Antiferromagnetic Ordering Enhanced Magnetic Damping in Mn2Au/CoFeB Bilayers

TL;DR

This study investigates how antiferromagnetic Mn2Au influences magnetic damping in Mn2Au/CoFeB bilayers, revealing temperature-dependent exchange coupling and spin transfer mechanisms relevant for spintronic applications.

Contribution

It provides new insights into AFM/FM dynamics by demonstrating enhanced spin transfer and damping modulation due to AFM ordering in Mn2Au/CoFeB bilayers.

Findings

Magnetic damping increases as temperature decreases from 160 K to 10 K.

Exchange coupling field H_rot increases with decreasing temperature.

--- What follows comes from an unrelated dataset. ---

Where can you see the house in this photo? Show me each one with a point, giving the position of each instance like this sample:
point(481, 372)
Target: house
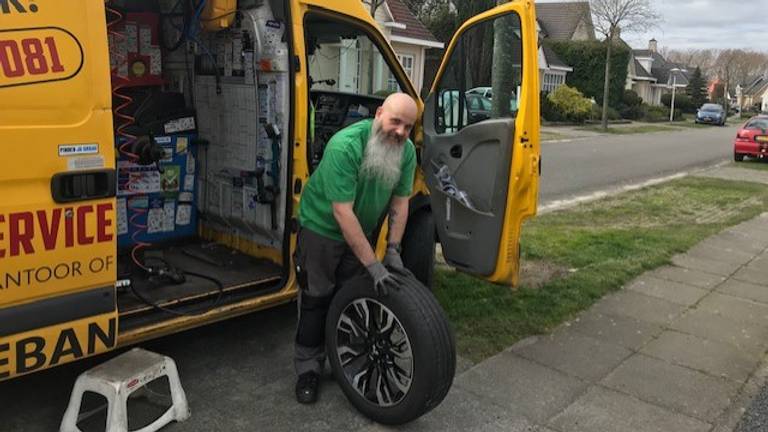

Enhanced spin angular momentum transfer is mediated by AFM ordering.

Abstract

Antiferromagnets (AFMs) hold significant potential for spintronic devices owing to their insensitivity to external magnetic fields and the absence of stray fields. Beyond these inherent advantages, an AFM can manipulate the magnetic dynamics of a ferromagnet (FM) layer in AFM/FM bilayers, whereas the mechanism of such manipulation remains controversial. Here, we investigate the magnetic dynamics of AFM/FM Mn2Au/CoFeB bilayers via Ferromagnetic Resonance (FMR). It is found that the N\'eel temperature of 2-nm-thick Mn2Au is as low as ~40 K, in sharp contrast to that of bulk Mn2Au, which exceeds 1000 K. In the Mn2Au(2 nm)/CoFeB(4 nm) bilayer, the magnetic damping ${\alpha}$ of the CoFeB layer increases from 0.013 to 0.047 as temperature decreases from 160 K to 10 K, accompanied by a synchronous increase in the exchange coupling field H_rot. Such an increase in ${\alpha}$ is attributed to the enhanced spin angular momentum transfer from CoFeB to Mn2Au, mediated through AFM-FM exchange coupling between Mn2Au and CoFeB, which is enhanced by the Mn2Au antiferromagnetic ordering as the temperature decreases. Our study provides deeper insights into AFM/FM dynamics and spintronic storage technology.